Some employees will remain in different roles while others will work on winding down the business, said one of the people, who requested anonymity because the figures aren’t public. The cuts won’t be immediate as the Zurich-based bank transfers the commodities book into its non-strategic unit, the person said.
Chief Executive Officer Brady Dougan has reduced the amount of capital dedicated to the trading business as investors have called for Credit Suisse to shrink its investment bank and focus on wealth management. The firm cited low volatility and client volumes in its decision to exit commodities trading and said the move will reduce costs by about $75 million and lower risk-weighted assets and leverage exposure by $2 billion and $5 billion, respectively.

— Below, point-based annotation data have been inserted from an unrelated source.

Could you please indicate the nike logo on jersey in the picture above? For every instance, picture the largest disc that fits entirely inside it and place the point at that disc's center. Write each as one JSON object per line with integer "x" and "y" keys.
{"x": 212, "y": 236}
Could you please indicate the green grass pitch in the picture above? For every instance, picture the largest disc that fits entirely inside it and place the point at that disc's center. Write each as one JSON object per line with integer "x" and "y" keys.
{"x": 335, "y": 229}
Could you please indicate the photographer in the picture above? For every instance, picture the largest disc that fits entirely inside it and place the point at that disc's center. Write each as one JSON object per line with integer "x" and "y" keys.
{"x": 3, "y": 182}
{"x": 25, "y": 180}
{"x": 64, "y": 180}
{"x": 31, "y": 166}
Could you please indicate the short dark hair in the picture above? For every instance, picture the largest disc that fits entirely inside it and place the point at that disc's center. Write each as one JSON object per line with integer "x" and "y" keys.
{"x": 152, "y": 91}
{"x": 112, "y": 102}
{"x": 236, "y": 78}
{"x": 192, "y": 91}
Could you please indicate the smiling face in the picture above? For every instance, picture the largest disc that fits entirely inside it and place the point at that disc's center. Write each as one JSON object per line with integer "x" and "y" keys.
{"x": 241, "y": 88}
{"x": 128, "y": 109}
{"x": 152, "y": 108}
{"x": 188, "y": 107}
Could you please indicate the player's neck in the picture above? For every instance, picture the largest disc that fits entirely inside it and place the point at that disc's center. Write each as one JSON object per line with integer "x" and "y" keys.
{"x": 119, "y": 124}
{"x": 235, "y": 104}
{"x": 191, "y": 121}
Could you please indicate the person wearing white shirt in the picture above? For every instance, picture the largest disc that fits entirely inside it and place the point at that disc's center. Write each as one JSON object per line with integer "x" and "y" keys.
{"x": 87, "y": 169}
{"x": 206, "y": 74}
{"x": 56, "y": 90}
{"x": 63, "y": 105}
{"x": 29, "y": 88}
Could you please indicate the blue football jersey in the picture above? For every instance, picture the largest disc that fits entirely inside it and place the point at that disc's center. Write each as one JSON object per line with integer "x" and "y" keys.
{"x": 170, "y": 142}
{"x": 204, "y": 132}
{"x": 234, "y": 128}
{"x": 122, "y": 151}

Dougan, 54, said the commodities-trading business was losing money this year. Credit Suisse may keep small parts of the business, such as precious metals, and move them to the foreign-exchange unit, he said. The bank is keeping its commodity trade finance business, which is part of the corporate and institutional clients division.
Credit Suisse is also cutting expenses at its foreign-exchange and rates businesses by shifting more of those trades to its electronic platform, Chief Financial Officer David Mathers said on a conference call with reporters today.